Kincaid's fictional meditation on race relations in the Jim Crow South takes voice through its protagonist, a white teenage girl growing up in segregated Tallahassee. Lucy Conyers lives with her brothers, mother, and stepfather in Tallahassee, in the last house in the white part of town, just before the pavement ends and the road turns to dirt. On the other side of a patch of woods are Melvina Williams, the Conyers' maid, her drunken husband Old Alfonso, and a yard full of kids, mostly boys--including Lucy's obsession, the wild and handsome Skippy. This is the early 1960s and the battle over integration is brewing even in Lucy's own home. Her stepfather clings to segregationist ways, while her independent-minded mother believes in the cause of civil rights. Lucy understands that there are unspoken lines she is not to cross, but her curiosity leads her to trespass on the forbidden world next door. There, she learns the hard realities of love, race, and hatred. The story, told convincingly and compellingly in the voice of its young narrator, examines the complex relationships between family members, men and women, blacks and whites. Crossing Blood is a novel of making promises and struggling to keep them, of unlikely bonds and forbidden ones, of love gone wrong and love everlasting.
I don't even have to think about my review. It was simply amazing. A throughly enticing novel. I... Wow, you feel every emotion so vividly while reading. Lucy, the shy heroin has always admired colored Skippy - it was suppose to be doomed from the start, a colored boy with a white girl. But it wasn't doomed. It was simply magic.
Some may say that the love interest between Lucy and Skippy was too drawn out, but I think it worked out perfectly. If you take the time to read this masterpiece - if you take the time to savour it's words, you'll know how fulfilled this book makes you feel.
Fantastic author. This is the third book I've read by Nanci Kincaid and I love this one too. Her characters are real and complex- you're left wishing for a sequel because you know you'll miss them!
Outstanding. A look at race relations from a completely different perspective and era. The characters are well drawn and the dialogue is believable and terrific. I gained so much understanding from this book.
This is one of those books that you start reading and pretty much have already figured out what will happen by the end, but I was pleasantly surprised that this book didn't go in exactly the direction I thought it would.
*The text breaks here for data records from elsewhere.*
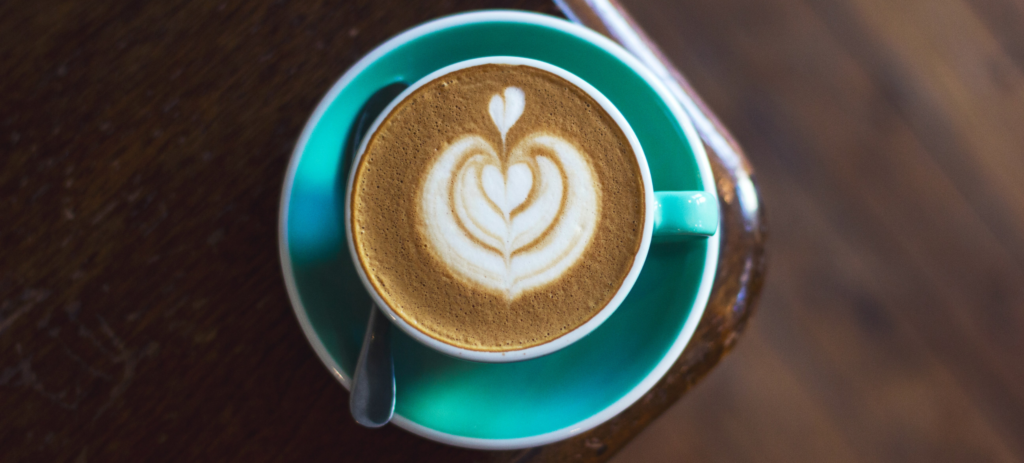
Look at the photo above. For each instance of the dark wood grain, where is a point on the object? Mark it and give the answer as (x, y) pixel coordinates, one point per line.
(142, 314)
(888, 141)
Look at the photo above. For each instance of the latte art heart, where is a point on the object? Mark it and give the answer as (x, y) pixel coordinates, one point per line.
(515, 223)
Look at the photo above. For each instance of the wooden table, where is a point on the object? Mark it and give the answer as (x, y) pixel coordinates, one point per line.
(142, 312)
(888, 140)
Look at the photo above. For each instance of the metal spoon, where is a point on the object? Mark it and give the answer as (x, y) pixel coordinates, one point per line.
(372, 401)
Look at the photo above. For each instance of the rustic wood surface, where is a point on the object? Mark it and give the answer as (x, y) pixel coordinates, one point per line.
(142, 316)
(889, 149)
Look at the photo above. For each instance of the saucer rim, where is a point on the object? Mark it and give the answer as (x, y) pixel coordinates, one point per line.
(675, 108)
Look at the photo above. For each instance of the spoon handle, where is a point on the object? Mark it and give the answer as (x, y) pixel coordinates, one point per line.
(372, 401)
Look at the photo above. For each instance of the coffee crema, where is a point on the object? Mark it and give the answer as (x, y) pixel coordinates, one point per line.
(498, 208)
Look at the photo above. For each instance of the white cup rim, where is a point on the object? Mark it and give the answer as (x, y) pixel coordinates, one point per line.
(573, 335)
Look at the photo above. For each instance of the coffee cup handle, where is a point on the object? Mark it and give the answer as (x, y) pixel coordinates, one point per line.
(685, 214)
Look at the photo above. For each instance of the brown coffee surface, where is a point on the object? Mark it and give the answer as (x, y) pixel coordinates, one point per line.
(410, 270)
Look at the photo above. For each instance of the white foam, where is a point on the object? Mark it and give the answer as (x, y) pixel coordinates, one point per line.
(514, 225)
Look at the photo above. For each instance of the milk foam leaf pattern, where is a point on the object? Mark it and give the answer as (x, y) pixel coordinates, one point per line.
(513, 224)
(506, 111)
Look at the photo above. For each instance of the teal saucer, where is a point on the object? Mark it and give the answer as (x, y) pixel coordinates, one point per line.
(498, 406)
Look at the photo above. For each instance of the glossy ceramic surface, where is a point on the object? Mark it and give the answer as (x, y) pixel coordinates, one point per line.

The story follows Lucy, a white girl living on the edge of a neighbourhood between the white section and black section in segregated Florida. It pretty much centres around the interactions between her family and the black family next door and compares and contrasts their lives as they play out.
I enjoyed the book for the most part as it moved along nice and smoothly just like Kincaid's other books, but it felt like there was another level of story missing there, something deep beneath the surface that the author was skimming over somehow. I suppose that's probably because the story was written purely from the first person perspective of a young pre-teen and then teenage girl, but it did feel like the story could've been filled out so much more. However, it was definitely worth the read despite all of that.